In June 2010 in Monte Carlo – Michael Spencer, CEO of interdealer broker ICAP and serving Tory Party Treasurer was awarded the EY “Global Entrepreneur of the Year.”
In a subsequent interview, reflecting upon his award, Spencer was asked: “are you going to be visiting the [Monte Carlo] Casino tonight? to which he replied: “No, I prefer to be the house rather than the punter.”
When visiting a casino, we expect the odds to be stacked in favour of ‘the house’. However few would have expected such honesty from Michael Spencer, by referring to his own firm ICAP in such fashion.
Fast forward to 2013 when ICAP were fined $87 million for involvement in LIBOR rigging, and it becomes obvious just what sort of ‘house’ ICAP have been running. A house with the odds rigged firmly in its own favour, be that through LIBOR benchmark manipulation, or twin zero’s on the European roulette wheel.
Michael Spencer’s problems with regulators don’t stop at LIBOR rigging. ICAP are responsible for the daily setting of the $379 trillion swaps benchmark, ISDAfix. A global exchange between floating and fixed rates of interest.
ICAP including its New Jersey office known as “Treasure Island” because it makes so much money has been the subject of a long-running US led CFTC investigation into the suspected rigging of the ISDAfix swaps market.
ISDAfix is inherently linked to the LIBOR rate, with the daily manipulation of UK LIBOR, feeding into the daily ‘fixing’ of the 10 year ISDAfix swap rate, set in NYC.
The recent FOIA disclosure of a 2009 loan agreement between RBS and Brent Council in London to Move Your Money has raised fresh questions of ICAP’s ‘market making’ activities, and the lack of regulatory oversight of UK local authority finance.
The loan agreement known as a ‘lender option borrower option’ or LOBO, is noteworthy for several reasons.
Firstly the firm who advised Brent Council to take out the loan in 2009 was Butlers, a subsidiary firm of ICAP – noteable for losing half a billion of council cash in Iceland when the banks crashed in 2008.
The loan deal was executed by Garban International – another ICAP subsidiary, earning tidy profits for ICAP on both sides of the trade.
Finally, the structured loan signed in August 2009 features a fixed “teaser” rate, reverting to a floating interest rate which can be “called” higher by RBS at regular intervals, references not just the manipulated LIBOR rate, but the suspect ISDAfix rate as well.
Brent agreed to pay RBS an interest rate of LIBOR +0.25%, fixed for 2 years, reverting to an eye-watering floating rate of 8.70% less the 10 year swap rate (aka ISDAfix) in a structure known as an “inverted floater.”
On Butlers advice, Brent agreed to pay an effective borrowing rate of 6.8% on a £10m loan.
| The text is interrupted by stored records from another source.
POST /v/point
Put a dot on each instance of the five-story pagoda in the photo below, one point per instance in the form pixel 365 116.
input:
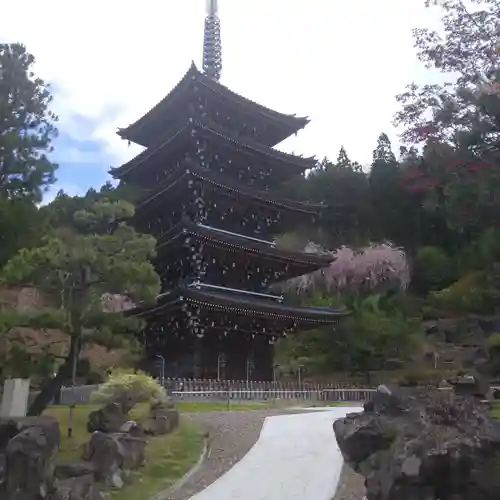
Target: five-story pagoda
pixel 209 169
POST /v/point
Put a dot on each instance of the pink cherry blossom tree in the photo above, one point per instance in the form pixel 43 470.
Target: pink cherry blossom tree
pixel 376 267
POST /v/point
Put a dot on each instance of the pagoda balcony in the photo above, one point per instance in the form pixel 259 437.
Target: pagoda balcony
pixel 219 257
pixel 223 310
pixel 216 149
pixel 198 93
pixel 216 201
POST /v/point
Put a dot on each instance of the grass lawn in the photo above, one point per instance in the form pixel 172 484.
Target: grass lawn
pixel 209 406
pixel 168 458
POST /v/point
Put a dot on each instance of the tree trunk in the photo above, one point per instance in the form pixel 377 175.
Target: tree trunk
pixel 51 388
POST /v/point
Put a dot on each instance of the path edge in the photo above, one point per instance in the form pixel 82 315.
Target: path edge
pixel 166 494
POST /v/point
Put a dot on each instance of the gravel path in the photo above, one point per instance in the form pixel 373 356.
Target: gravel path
pixel 351 485
pixel 231 435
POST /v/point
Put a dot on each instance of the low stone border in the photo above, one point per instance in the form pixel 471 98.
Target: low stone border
pixel 166 494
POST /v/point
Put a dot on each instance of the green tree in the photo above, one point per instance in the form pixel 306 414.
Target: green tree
pixel 465 108
pixel 22 225
pixel 389 201
pixel 27 126
pixel 343 188
pixel 97 254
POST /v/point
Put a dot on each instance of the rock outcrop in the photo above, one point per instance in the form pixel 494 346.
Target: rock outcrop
pixel 423 444
pixel 109 418
pixel 112 454
pixel 28 447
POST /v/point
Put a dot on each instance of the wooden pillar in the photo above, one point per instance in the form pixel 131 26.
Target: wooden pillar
pixel 197 357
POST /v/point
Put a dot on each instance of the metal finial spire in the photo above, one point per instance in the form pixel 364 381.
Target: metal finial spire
pixel 212 48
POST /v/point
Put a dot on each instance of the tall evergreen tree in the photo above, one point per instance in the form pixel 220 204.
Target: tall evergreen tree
pixel 27 126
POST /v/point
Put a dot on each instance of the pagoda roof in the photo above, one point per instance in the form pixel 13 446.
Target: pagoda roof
pixel 213 132
pixel 300 262
pixel 222 183
pixel 167 110
pixel 239 303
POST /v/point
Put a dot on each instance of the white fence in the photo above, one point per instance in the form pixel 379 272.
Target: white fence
pixel 234 390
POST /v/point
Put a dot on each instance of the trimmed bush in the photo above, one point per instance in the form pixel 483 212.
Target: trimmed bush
pixel 128 388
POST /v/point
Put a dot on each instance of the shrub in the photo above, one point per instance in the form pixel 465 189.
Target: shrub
pixel 129 388
pixel 470 294
pixel 433 269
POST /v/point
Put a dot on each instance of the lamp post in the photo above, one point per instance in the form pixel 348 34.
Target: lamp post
pixel 275 367
pixel 249 368
pixel 300 375
pixel 221 362
pixel 162 369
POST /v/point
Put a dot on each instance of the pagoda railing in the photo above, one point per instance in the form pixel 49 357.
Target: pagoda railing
pixel 220 288
pixel 239 235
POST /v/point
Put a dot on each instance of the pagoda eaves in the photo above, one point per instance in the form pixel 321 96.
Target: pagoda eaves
pixel 275 126
pixel 178 139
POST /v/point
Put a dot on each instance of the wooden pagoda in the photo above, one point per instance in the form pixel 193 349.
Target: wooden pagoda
pixel 209 170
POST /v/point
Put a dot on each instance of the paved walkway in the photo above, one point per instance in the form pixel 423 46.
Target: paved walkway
pixel 295 458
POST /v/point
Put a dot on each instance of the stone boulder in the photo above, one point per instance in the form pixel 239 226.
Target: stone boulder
pixel 109 418
pixel 75 481
pixel 423 444
pixel 470 385
pixel 133 428
pixel 111 454
pixel 163 419
pixel 28 463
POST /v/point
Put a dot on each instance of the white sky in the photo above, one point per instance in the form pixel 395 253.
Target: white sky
pixel 339 62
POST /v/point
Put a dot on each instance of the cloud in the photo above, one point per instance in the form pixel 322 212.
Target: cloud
pixel 341 63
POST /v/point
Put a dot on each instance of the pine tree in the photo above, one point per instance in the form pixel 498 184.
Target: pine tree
pixel 74 269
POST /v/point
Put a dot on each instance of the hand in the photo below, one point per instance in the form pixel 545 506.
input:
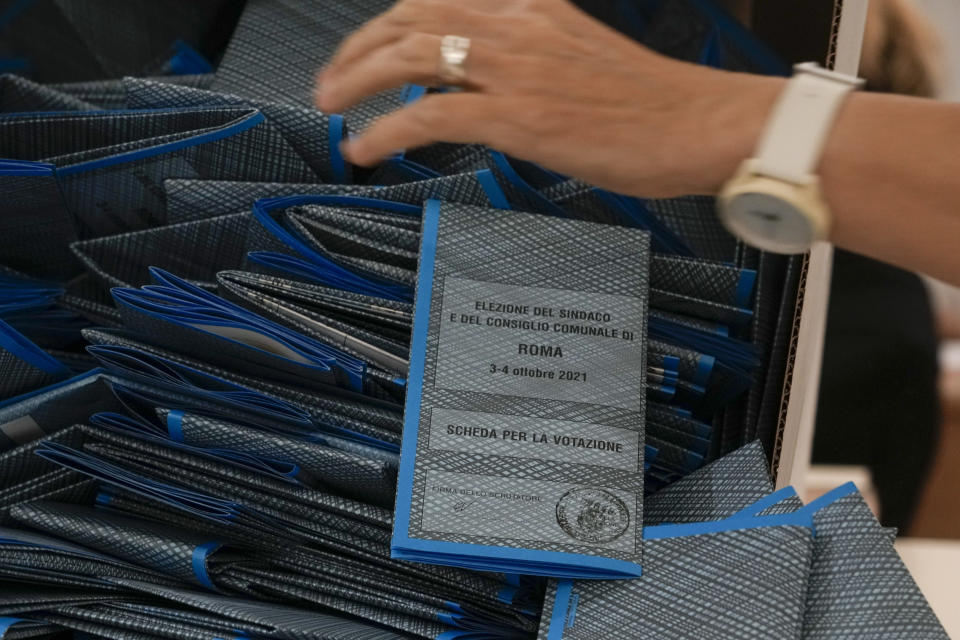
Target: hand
pixel 549 84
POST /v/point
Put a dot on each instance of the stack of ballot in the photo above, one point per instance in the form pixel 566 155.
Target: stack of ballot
pixel 250 391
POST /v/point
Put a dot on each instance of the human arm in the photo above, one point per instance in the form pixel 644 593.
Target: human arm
pixel 547 83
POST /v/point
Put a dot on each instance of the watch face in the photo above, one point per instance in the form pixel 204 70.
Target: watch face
pixel 769 223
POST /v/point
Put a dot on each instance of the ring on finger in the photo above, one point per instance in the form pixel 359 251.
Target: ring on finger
pixel 454 52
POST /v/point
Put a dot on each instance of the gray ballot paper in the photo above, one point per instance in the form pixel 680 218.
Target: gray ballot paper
pixel 524 424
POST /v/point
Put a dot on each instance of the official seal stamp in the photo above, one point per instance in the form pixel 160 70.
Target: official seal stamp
pixel 592 515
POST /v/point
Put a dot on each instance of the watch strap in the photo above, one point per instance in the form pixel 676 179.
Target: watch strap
pixel 801 120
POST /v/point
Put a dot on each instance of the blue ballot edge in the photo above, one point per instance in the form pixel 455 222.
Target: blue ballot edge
pixel 564 605
pixel 403 547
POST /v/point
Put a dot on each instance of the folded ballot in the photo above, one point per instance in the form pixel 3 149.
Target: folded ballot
pixel 524 421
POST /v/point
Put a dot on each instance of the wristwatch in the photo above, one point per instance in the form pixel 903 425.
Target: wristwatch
pixel 774 201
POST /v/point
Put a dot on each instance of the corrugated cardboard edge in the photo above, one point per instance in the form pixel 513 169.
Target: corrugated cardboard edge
pixel 791 453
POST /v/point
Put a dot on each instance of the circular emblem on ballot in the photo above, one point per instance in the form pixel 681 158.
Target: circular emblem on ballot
pixel 592 515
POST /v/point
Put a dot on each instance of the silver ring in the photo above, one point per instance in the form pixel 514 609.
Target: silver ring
pixel 454 51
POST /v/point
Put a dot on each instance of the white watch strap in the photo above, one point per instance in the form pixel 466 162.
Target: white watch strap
pixel 801 121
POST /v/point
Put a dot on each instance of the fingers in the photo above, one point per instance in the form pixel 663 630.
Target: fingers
pixel 415 58
pixel 437 17
pixel 460 117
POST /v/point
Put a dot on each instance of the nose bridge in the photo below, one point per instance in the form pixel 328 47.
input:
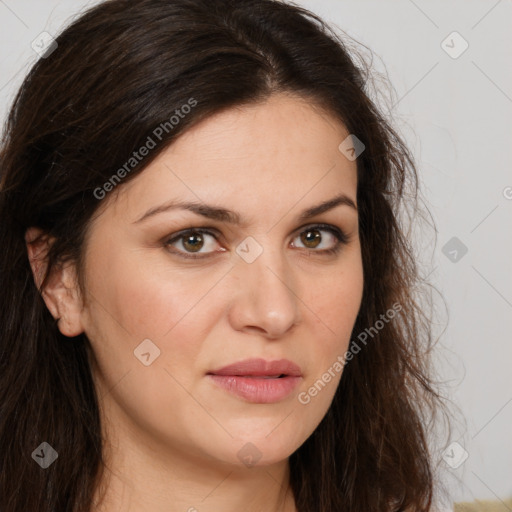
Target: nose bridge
pixel 266 297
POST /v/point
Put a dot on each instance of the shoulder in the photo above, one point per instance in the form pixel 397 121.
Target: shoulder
pixel 483 506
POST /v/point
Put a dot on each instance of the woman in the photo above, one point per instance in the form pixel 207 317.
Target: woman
pixel 207 299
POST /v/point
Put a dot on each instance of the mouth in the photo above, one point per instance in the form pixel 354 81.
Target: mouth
pixel 257 380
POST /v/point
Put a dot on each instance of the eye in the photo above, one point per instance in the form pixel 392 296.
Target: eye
pixel 312 238
pixel 191 242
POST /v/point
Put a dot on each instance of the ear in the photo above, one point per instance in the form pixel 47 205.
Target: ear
pixel 61 292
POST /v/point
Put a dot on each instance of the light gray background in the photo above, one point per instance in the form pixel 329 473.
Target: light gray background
pixel 456 115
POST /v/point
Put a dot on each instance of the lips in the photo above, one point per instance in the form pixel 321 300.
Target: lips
pixel 258 380
pixel 260 368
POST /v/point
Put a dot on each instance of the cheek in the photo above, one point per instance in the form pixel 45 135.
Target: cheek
pixel 135 301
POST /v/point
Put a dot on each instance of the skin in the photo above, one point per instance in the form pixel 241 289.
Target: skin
pixel 171 435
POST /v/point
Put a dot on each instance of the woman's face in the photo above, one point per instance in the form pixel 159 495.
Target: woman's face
pixel 163 312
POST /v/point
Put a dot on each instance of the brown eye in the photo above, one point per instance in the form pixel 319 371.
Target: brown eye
pixel 311 238
pixel 193 242
pixel 314 236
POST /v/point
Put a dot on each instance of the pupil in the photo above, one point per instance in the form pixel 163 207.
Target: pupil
pixel 189 240
pixel 310 237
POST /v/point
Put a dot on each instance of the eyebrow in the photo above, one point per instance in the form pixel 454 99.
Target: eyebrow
pixel 231 217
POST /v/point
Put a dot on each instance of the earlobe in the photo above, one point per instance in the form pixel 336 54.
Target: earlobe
pixel 60 292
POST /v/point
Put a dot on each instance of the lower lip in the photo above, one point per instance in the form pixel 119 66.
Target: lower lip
pixel 257 389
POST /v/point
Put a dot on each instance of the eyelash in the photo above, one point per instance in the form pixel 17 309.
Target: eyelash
pixel 341 236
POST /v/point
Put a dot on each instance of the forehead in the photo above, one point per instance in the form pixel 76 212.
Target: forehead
pixel 272 153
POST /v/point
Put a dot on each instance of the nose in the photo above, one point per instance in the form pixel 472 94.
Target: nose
pixel 265 301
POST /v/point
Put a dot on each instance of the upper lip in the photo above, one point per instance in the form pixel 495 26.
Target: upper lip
pixel 260 367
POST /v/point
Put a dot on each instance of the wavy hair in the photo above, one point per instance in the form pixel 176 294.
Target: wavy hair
pixel 119 70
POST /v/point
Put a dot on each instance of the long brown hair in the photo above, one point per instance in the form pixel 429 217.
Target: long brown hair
pixel 120 71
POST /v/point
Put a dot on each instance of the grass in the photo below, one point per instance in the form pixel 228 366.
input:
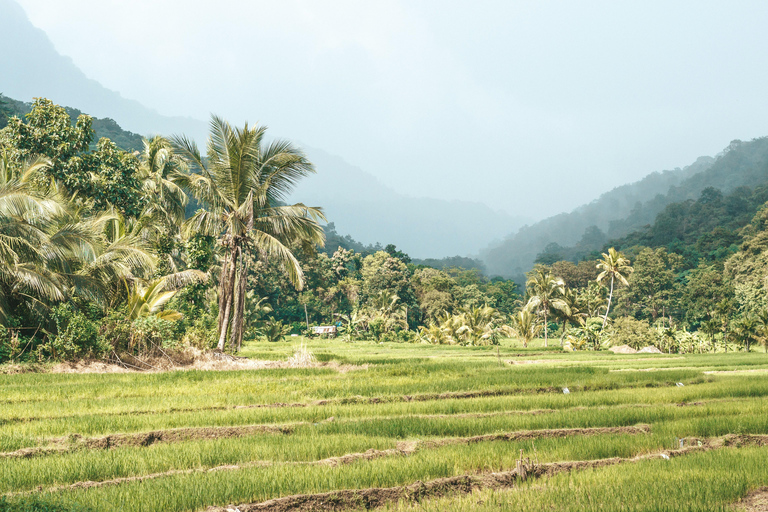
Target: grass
pixel 405 393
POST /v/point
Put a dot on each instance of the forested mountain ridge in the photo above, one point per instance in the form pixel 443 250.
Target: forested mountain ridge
pixel 44 72
pixel 590 227
pixel 102 127
pixel 358 203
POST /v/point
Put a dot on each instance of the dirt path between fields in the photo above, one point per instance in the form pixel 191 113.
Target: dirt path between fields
pixel 350 400
pixel 754 501
pixel 76 442
pixel 404 448
pixel 355 499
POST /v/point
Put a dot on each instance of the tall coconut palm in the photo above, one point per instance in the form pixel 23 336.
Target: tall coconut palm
pixel 241 184
pixel 525 324
pixel 48 252
pixel 616 266
pixel 546 294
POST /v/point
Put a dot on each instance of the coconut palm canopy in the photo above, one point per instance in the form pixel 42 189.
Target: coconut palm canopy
pixel 241 185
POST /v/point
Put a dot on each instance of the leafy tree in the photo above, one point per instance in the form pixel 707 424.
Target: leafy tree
pixel 651 285
pixel 573 313
pixel 615 266
pixel 526 325
pixel 241 184
pixel 702 289
pixel 100 179
pixel 546 294
pixel 161 172
pixel 746 330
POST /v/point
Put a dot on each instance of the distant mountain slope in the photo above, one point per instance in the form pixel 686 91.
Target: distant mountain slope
pixel 370 212
pixel 741 164
pixel 103 127
pixel 31 67
pixel 614 213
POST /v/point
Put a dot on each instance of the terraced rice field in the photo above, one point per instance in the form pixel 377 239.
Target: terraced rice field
pixel 400 427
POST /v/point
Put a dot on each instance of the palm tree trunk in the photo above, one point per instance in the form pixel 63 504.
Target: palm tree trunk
pixel 239 299
pixel 610 297
pixel 223 283
pixel 227 290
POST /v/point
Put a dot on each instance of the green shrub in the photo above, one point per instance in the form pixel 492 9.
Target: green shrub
pixel 76 337
pixel 6 352
pixel 201 334
pixel 115 331
pixel 150 332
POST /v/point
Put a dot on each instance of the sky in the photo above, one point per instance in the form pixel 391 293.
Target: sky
pixel 532 107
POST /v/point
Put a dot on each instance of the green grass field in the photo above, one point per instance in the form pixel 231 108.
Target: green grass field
pixel 397 414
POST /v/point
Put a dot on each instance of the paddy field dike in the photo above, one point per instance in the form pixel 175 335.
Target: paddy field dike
pixel 394 427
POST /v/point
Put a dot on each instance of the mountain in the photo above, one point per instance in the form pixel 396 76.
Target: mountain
pixel 356 201
pixel 613 214
pixel 361 206
pixel 630 209
pixel 33 68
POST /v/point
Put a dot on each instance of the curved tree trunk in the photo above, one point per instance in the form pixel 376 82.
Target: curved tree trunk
pixel 227 291
pixel 610 297
pixel 236 335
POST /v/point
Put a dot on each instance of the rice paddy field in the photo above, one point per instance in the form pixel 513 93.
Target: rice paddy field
pixel 396 427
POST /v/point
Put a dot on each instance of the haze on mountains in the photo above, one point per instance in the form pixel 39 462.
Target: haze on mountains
pixel 529 108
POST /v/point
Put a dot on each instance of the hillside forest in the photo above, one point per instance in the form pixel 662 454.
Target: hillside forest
pixel 125 249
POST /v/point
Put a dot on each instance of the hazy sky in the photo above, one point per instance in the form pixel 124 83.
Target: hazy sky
pixel 533 107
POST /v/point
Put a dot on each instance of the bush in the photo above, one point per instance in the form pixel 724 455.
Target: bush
pixel 6 351
pixel 115 331
pixel 150 332
pixel 626 330
pixel 200 335
pixel 76 337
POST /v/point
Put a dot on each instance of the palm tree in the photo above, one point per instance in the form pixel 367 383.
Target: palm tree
pixel 546 292
pixel 573 314
pixel 615 266
pixel 525 325
pixel 711 327
pixel 49 253
pixel 161 171
pixel 241 184
pixel 148 298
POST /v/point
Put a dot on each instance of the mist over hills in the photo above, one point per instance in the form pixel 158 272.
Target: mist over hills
pixel 628 208
pixel 33 68
pixel 370 212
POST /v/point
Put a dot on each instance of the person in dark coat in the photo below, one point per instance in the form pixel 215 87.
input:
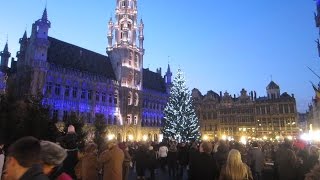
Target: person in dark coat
pixel 193 153
pixel 172 159
pixel 141 161
pixel 152 161
pixel 221 156
pixel 70 143
pixel 23 160
pixel 204 166
pixel 256 161
pixel 287 162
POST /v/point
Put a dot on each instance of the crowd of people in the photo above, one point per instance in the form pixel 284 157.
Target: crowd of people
pixel 31 159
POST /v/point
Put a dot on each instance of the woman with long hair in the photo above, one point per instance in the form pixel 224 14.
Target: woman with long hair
pixel 235 169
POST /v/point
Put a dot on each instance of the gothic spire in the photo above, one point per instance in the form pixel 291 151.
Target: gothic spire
pixel 24 35
pixel 168 69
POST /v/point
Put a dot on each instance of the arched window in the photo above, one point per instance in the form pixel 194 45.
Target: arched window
pixel 129 119
pixel 115 97
pixel 130 98
pixel 136 60
pixel 135 120
pixel 136 99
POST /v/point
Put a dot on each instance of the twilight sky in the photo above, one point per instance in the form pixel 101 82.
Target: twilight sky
pixel 220 45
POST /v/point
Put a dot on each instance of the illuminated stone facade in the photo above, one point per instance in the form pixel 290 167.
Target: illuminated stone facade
pixel 76 80
pixel 271 116
pixel 314 107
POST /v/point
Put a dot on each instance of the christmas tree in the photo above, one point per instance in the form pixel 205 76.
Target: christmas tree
pixel 180 120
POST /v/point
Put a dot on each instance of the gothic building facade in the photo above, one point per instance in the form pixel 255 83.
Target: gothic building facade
pixel 224 115
pixel 76 80
pixel 314 107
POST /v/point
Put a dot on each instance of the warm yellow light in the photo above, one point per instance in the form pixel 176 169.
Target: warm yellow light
pixel 144 137
pixel 205 137
pixel 130 137
pixel 110 137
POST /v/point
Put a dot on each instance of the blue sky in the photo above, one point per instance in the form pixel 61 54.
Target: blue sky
pixel 220 45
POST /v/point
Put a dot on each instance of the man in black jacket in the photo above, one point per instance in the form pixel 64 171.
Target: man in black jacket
pixel 23 160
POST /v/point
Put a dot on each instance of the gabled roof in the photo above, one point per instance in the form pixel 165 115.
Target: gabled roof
pixel 70 56
pixel 153 81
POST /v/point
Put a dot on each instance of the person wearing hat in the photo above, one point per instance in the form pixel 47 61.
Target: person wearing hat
pixel 52 155
pixel 70 143
pixel 88 166
pixel 111 160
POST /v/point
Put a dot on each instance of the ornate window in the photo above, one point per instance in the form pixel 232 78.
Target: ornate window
pixel 55 114
pixel 135 120
pixel 123 3
pixel 83 94
pixel 49 88
pixel 67 91
pixel 136 99
pixel 90 94
pixel 110 98
pixel 129 119
pixel 130 98
pixel 116 97
pixel 65 115
pixel 57 89
pixel 97 96
pixel 103 97
pixel 136 60
pixel 74 92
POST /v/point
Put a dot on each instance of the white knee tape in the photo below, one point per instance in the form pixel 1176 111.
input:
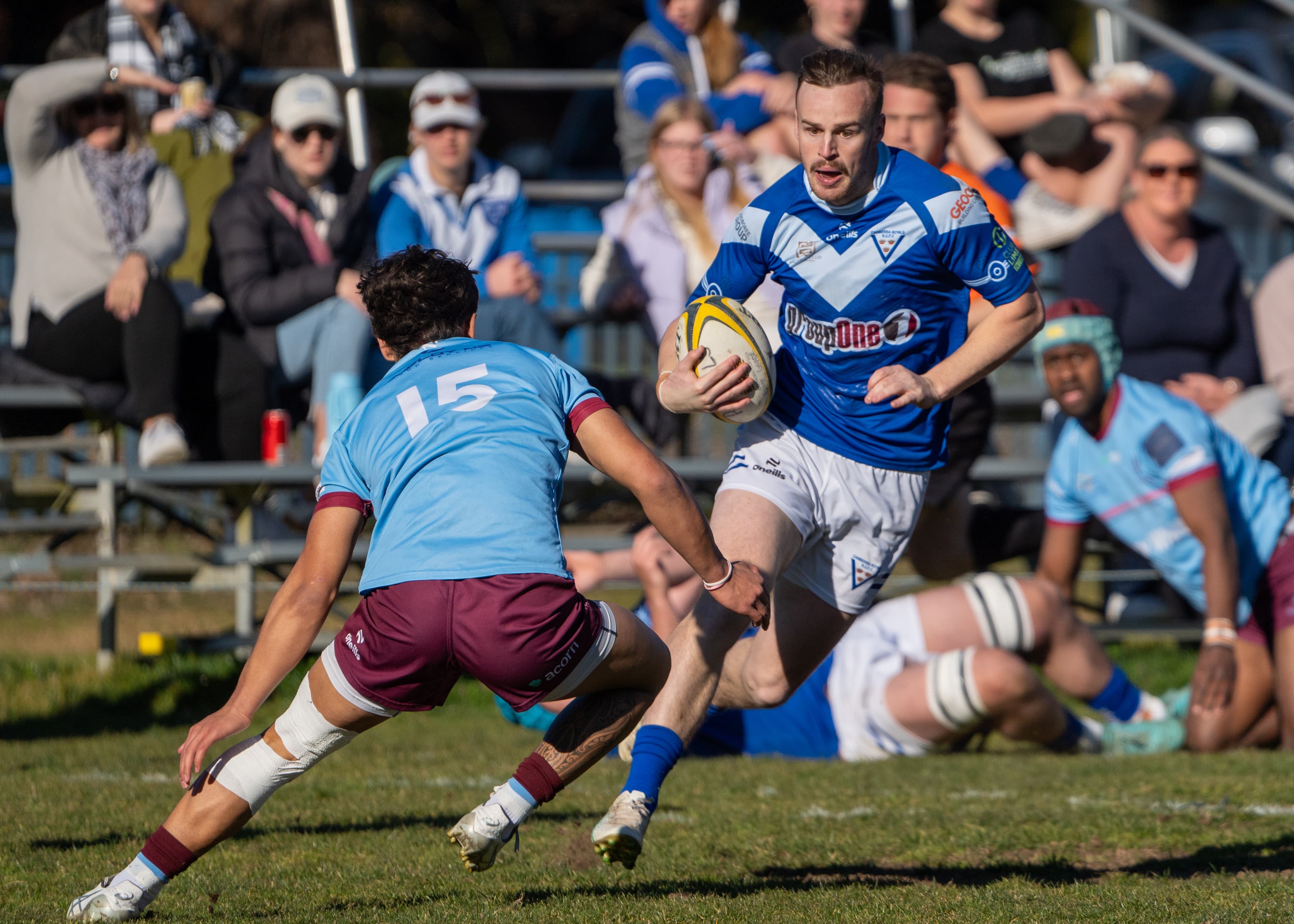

Twice the current mortgage lending rate available to you or I on the high street. Why?
RBS are charging Brent 6.8% interest to borrow, when RBS access credit via the Bank of England FLS window at 0.25% ?
Assessing the Brent LOBO, the impact of LIBOR rigging on the deal is counter-intuitive, with the loan costing the council more money as LIBOR interest rates were rigged lower.
In a scenario involving LIBOR rigging RBS as lender, and ICAP its conflicted adviser fiddling both benchmarks on which the loan is based, it appears Brent council (‘the taxpayer’) will be paying over the odds to RBS for as long as QE and low interests rates remain.
With £12 billion of these LOBOs on council books throughout the UK (60 year loans), rest assured this is not the last you will hear about these teaser rate loans, described by one analyst as: “payday loans for the public sector.”
Many of the loans, in places like Kent County Council (who have a staggering £441 million in LOBOs) appear to be designed by Barclays to blow up with higher interest rates in 2016-18, just as the worst of the coalitions austerity cuts happen to kick in.
Back at ICAP, it must be comforting for Michael Spencer to know that as ‘the house’, even when the punters lose (as in Iceland) – you still win!